Ruling due on teen who lost finger on fence

Judgment will be given today in a case taken by a teenager who had one of his fingers partially cut off while climbing over a fence around a sports ground.

Ruling due on teen who lost finger on fence

Cork County Council urged the judge to dismiss the action, while the plaintiff’s lawyers claimed the fence was a danger and the cause of the accident.

Mateusz Kacper Kaczynski, of Tannery Gardens, off Redemption Rd, Cork, brought the action against Cork County Council.

The plaintiff, who is now 22, was 17 at the time of the accident on September 11, 2010, at the sports court in the municipal park in Carrigaline, County Cork, where basketball and five-a-side football is played.

Mr Justice Colm MacEochaidh said he would deliver his judgment in the case today at the High Court sitting in Cork.

Lorraine O’Sullivan, senior counsel for the local authority, submitted at the end of the evidence yesterday: “It is not a climbing wall.

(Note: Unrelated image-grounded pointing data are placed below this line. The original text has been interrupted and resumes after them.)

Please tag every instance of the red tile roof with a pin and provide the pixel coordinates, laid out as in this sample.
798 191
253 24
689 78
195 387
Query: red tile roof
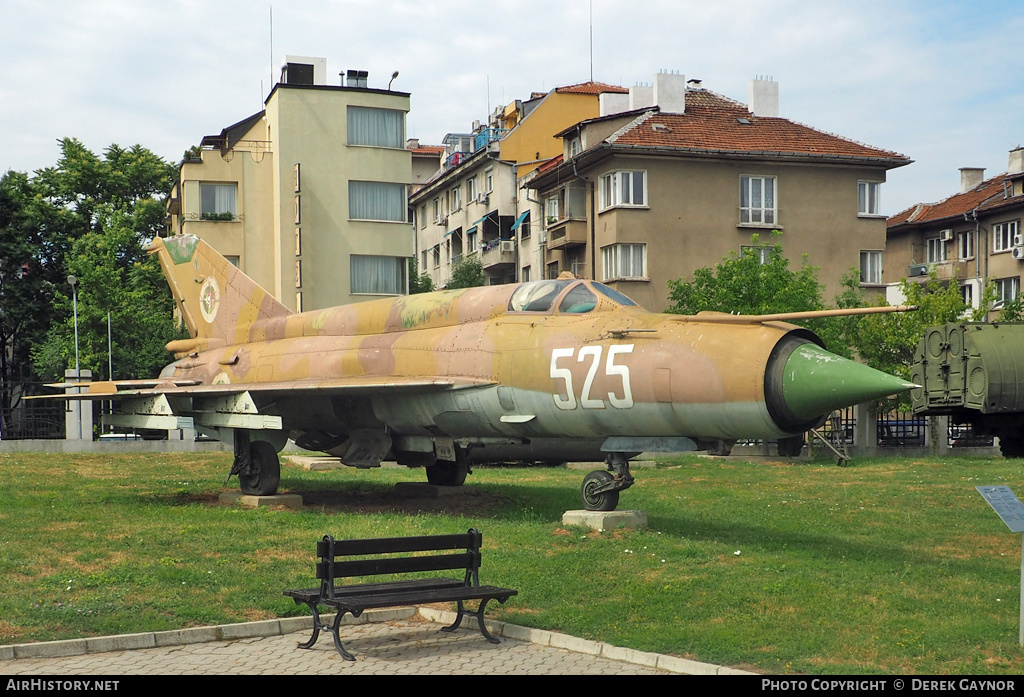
591 88
987 194
713 122
551 164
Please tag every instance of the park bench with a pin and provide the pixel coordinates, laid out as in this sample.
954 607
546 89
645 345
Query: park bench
396 556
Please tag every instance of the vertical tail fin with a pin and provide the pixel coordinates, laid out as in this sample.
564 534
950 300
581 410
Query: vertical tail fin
218 302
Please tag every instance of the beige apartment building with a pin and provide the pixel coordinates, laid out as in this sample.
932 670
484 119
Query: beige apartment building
970 238
684 175
309 195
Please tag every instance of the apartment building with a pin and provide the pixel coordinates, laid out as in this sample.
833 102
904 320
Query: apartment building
971 238
473 206
679 176
309 195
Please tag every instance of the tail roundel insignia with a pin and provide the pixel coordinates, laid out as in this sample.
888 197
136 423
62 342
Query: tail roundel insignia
218 303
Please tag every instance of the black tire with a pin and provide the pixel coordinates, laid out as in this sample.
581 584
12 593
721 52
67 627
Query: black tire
720 447
448 473
791 447
265 471
1012 446
604 501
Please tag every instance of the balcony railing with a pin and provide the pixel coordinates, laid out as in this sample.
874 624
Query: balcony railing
488 135
566 232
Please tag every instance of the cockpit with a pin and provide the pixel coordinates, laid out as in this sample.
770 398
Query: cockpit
568 296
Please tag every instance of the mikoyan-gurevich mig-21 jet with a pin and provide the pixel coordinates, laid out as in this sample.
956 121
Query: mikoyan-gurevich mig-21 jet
557 369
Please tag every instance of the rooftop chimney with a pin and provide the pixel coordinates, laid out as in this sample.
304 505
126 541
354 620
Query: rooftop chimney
763 97
1016 161
971 177
356 78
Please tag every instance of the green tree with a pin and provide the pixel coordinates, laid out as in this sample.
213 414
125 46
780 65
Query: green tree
418 282
25 292
115 276
67 211
758 280
467 273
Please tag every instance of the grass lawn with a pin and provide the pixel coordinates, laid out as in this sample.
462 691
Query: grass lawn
893 565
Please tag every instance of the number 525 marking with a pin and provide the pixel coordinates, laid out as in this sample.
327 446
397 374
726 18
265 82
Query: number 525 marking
610 368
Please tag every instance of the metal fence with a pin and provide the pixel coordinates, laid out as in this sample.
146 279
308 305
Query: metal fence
33 419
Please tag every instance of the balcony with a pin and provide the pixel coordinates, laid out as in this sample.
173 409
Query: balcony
488 135
566 232
497 253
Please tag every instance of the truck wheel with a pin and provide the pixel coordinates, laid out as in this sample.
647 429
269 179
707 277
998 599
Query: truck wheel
265 471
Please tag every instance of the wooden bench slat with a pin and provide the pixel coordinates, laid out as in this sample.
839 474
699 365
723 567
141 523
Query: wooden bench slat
376 600
373 567
345 548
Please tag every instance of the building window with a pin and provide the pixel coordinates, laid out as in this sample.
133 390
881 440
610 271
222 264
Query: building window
757 201
377 127
867 193
625 261
623 188
870 267
217 201
553 209
378 275
762 253
965 245
936 251
1004 235
967 294
376 201
1007 289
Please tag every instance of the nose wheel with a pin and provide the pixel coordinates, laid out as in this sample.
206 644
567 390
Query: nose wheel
600 488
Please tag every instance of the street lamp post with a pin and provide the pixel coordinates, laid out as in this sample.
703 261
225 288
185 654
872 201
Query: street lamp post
73 281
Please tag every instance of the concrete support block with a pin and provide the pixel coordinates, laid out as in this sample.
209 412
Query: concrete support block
290 501
605 520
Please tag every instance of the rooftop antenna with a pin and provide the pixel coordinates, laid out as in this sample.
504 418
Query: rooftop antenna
592 40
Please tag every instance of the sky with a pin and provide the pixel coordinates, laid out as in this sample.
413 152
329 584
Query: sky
934 80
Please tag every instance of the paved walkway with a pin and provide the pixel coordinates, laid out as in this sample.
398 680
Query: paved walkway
401 642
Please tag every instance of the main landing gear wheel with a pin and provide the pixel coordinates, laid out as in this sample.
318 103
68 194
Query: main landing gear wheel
1012 446
448 473
594 498
264 471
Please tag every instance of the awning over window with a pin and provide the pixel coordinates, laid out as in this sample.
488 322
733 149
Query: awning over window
519 221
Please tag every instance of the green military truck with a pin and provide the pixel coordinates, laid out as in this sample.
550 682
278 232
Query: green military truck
974 374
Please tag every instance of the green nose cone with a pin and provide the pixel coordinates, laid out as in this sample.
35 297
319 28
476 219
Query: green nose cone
815 382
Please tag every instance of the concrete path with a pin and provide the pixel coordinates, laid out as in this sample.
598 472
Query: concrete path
392 642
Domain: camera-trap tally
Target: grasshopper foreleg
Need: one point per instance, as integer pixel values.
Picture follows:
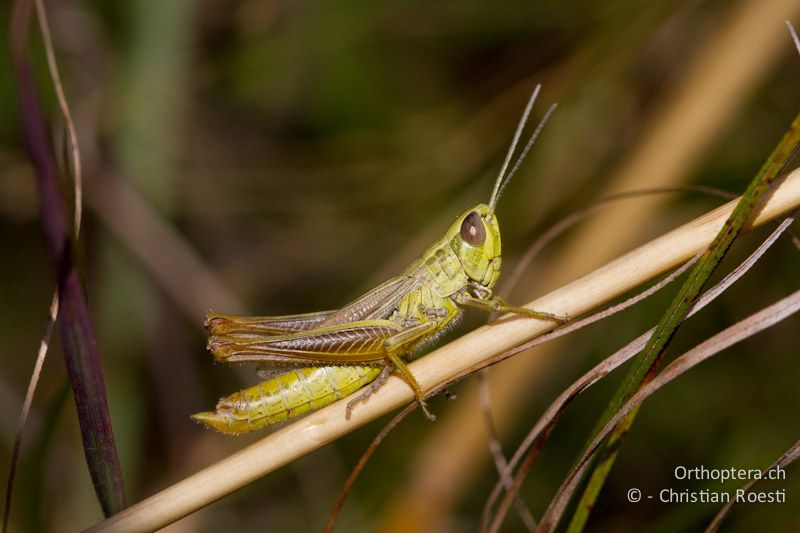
(495, 304)
(373, 387)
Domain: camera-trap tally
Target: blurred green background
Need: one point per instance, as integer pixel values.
(282, 157)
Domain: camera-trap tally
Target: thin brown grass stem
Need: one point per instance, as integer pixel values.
(441, 365)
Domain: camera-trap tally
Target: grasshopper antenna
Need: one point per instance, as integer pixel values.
(502, 178)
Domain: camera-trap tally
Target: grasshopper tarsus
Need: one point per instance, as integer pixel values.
(333, 353)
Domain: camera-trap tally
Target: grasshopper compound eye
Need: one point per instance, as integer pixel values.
(472, 230)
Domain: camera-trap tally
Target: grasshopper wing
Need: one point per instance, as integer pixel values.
(351, 343)
(222, 324)
(377, 303)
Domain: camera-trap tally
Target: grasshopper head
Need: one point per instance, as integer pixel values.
(475, 238)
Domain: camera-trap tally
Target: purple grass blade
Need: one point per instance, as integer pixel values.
(77, 334)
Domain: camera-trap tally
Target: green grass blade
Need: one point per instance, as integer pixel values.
(646, 363)
(77, 333)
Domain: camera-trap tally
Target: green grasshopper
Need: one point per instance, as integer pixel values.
(310, 360)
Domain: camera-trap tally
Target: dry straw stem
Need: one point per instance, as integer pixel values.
(468, 351)
(741, 49)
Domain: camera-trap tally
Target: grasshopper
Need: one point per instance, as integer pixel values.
(310, 360)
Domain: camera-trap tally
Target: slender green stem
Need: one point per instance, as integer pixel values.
(646, 364)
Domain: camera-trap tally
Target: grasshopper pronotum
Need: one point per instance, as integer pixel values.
(313, 359)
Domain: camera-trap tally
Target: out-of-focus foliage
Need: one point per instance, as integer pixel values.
(305, 151)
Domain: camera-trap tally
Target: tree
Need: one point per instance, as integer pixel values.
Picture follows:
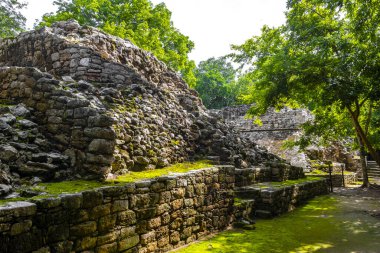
(216, 83)
(11, 20)
(326, 58)
(149, 27)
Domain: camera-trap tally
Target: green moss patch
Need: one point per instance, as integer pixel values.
(176, 168)
(321, 172)
(325, 224)
(55, 188)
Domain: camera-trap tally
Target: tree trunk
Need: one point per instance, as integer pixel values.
(364, 164)
(361, 135)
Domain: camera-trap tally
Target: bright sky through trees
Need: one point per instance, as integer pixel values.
(212, 24)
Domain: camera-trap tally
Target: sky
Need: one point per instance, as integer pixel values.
(213, 25)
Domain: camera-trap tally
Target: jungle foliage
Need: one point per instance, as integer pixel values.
(148, 26)
(325, 58)
(11, 20)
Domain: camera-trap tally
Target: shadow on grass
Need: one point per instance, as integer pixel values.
(323, 225)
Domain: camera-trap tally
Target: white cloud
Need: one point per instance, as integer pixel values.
(212, 24)
(216, 24)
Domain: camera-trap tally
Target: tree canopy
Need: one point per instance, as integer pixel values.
(217, 83)
(11, 20)
(149, 27)
(326, 58)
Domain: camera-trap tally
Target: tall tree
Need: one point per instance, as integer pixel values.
(326, 58)
(149, 27)
(216, 83)
(11, 20)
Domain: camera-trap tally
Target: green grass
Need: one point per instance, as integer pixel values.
(176, 168)
(321, 172)
(322, 225)
(55, 188)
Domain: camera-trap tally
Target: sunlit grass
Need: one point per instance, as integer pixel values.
(176, 168)
(320, 226)
(55, 188)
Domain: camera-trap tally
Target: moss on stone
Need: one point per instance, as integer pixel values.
(176, 168)
(267, 185)
(321, 172)
(320, 226)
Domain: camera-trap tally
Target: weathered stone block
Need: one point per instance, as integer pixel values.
(92, 199)
(22, 227)
(83, 229)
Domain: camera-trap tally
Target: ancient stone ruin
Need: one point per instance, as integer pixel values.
(78, 103)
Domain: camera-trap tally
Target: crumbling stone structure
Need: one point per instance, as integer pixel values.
(155, 215)
(283, 125)
(97, 105)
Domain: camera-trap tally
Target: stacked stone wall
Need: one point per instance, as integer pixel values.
(110, 106)
(148, 216)
(75, 125)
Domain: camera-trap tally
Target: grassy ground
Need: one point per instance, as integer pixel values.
(326, 224)
(56, 188)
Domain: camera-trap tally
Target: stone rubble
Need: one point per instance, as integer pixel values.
(78, 103)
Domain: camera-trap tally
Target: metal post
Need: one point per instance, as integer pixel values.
(330, 174)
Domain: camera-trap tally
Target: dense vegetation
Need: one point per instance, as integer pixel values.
(218, 83)
(325, 58)
(148, 26)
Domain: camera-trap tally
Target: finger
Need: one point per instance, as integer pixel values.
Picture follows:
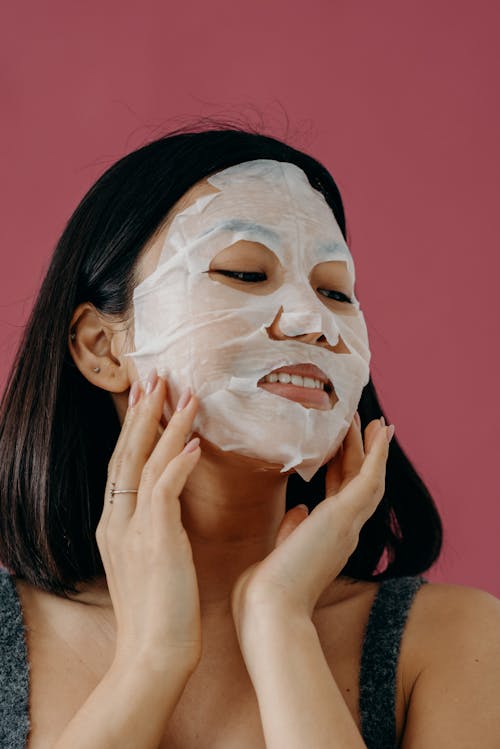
(170, 444)
(166, 491)
(354, 454)
(134, 448)
(366, 490)
(333, 477)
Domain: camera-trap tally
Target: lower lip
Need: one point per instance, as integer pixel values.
(313, 397)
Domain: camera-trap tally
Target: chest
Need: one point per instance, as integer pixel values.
(218, 707)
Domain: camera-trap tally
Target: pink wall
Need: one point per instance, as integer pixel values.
(399, 100)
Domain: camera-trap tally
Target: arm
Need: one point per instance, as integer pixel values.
(455, 700)
(299, 701)
(130, 709)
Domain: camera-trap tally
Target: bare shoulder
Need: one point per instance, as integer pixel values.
(447, 616)
(452, 664)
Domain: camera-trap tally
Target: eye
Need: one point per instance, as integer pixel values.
(246, 277)
(340, 297)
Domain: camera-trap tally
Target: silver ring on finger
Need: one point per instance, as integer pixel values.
(121, 491)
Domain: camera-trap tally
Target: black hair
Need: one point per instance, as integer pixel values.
(58, 431)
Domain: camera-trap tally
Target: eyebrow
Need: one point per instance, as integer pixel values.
(250, 227)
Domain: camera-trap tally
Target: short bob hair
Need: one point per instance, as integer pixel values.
(58, 431)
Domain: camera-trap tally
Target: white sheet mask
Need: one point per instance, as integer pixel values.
(211, 335)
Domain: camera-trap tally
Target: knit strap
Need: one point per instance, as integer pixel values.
(379, 660)
(14, 668)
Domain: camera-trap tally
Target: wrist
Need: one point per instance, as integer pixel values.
(264, 625)
(155, 664)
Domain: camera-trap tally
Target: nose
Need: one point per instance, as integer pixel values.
(315, 338)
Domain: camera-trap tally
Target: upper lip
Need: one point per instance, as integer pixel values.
(304, 370)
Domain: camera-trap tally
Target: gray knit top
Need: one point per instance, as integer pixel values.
(377, 700)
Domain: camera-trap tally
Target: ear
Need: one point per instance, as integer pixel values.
(96, 343)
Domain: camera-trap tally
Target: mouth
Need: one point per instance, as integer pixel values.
(302, 383)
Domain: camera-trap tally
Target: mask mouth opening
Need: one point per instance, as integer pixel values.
(306, 376)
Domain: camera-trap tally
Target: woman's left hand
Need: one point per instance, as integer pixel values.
(310, 551)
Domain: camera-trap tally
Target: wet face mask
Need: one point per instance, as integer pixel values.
(209, 330)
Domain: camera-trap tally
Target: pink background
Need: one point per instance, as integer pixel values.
(398, 99)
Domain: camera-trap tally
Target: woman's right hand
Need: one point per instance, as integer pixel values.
(144, 547)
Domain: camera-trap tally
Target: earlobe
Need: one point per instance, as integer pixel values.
(90, 346)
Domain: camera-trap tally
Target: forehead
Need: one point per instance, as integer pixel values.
(266, 201)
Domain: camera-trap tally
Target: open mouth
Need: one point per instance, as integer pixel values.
(302, 383)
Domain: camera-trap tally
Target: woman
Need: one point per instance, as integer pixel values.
(190, 608)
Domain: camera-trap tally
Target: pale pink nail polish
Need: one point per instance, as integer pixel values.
(134, 394)
(151, 381)
(192, 445)
(184, 399)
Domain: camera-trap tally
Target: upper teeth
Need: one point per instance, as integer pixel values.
(294, 380)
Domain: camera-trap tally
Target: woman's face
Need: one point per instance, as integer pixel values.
(250, 275)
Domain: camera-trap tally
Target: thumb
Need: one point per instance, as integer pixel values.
(291, 520)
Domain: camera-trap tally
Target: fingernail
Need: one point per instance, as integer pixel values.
(192, 445)
(151, 381)
(184, 399)
(135, 393)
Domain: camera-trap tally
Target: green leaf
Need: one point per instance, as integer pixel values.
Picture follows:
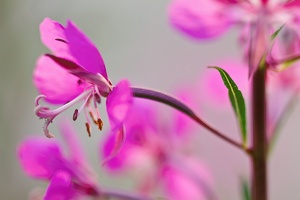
(285, 64)
(275, 34)
(237, 101)
(245, 189)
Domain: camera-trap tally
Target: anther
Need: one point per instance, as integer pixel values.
(93, 117)
(88, 129)
(75, 114)
(61, 40)
(100, 124)
(97, 98)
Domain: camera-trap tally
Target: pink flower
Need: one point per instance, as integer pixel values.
(76, 72)
(70, 177)
(153, 150)
(203, 19)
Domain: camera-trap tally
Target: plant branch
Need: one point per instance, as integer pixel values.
(177, 104)
(259, 149)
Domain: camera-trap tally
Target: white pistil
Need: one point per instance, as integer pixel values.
(49, 115)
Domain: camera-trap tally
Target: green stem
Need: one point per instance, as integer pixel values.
(259, 149)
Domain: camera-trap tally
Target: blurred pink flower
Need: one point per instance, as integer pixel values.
(76, 72)
(204, 19)
(152, 149)
(70, 177)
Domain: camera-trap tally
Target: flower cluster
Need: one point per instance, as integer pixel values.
(157, 151)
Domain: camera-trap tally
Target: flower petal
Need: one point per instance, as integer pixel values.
(56, 83)
(60, 187)
(40, 157)
(118, 103)
(117, 161)
(200, 19)
(84, 51)
(53, 35)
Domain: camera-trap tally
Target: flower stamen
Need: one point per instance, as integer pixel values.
(88, 129)
(47, 114)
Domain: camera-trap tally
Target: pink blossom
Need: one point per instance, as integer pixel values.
(76, 72)
(69, 176)
(150, 149)
(203, 19)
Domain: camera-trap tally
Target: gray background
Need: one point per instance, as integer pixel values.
(136, 42)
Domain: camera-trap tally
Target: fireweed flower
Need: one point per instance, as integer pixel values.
(204, 19)
(76, 72)
(69, 176)
(212, 87)
(150, 149)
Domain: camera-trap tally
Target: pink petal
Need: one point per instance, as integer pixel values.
(53, 36)
(118, 103)
(200, 19)
(293, 3)
(193, 181)
(56, 83)
(60, 187)
(84, 51)
(40, 157)
(116, 162)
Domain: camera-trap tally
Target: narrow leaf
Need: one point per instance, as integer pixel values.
(275, 34)
(237, 101)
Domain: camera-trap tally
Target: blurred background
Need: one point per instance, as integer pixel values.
(136, 42)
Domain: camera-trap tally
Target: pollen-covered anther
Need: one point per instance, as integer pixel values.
(97, 98)
(93, 117)
(100, 124)
(75, 114)
(88, 129)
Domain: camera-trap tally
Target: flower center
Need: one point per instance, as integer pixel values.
(90, 97)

It is in an area where older young people play. It is not a playground.”

The judge asked: “If it is said the fence caused the injury how can it not be said it is safe? Is it not this clear as night follows day it is unsafe?”

Ms O’Sullivan replied: “Just because the accident happened in this way does not mean it is an unsafe fence.” She added that it could not be gainsaid that the plaintiff was injured climbing over the fence but she said she did not know what the plaintiff had done to injure himself.

Seán Lynch, the plaintiff’s senior counsel, said he could not say anything about the suggestion that there was contributory negligence by the plaintiff, who had climbed over a fence even though there were openings at different points in the fencing.

“He suffered a very significant injury,” said Mr Lynch. “One cannot expect a counsel of perfection. Our case was that his ring was caught. If he could tell it [precisely how the accident happened] within a millimetre of what happened, it would be taken with the greatest degree of suspicion.”

During cross-examination of the defendant’s engineer, Joseph O’Sullivan, the judge said there were two aspects of the deterrent effect of fencing design. One related to security and keeping people out. The other related to deterring people from climbing the fence simply as a challenge or a recreation and that this was the kind of deterrent being suggested by the defence in this case.

During the evidence, it was agreed that the fence did not have spikes at the top but that narrow rounded bars protruded 25 mm at the top of the fence.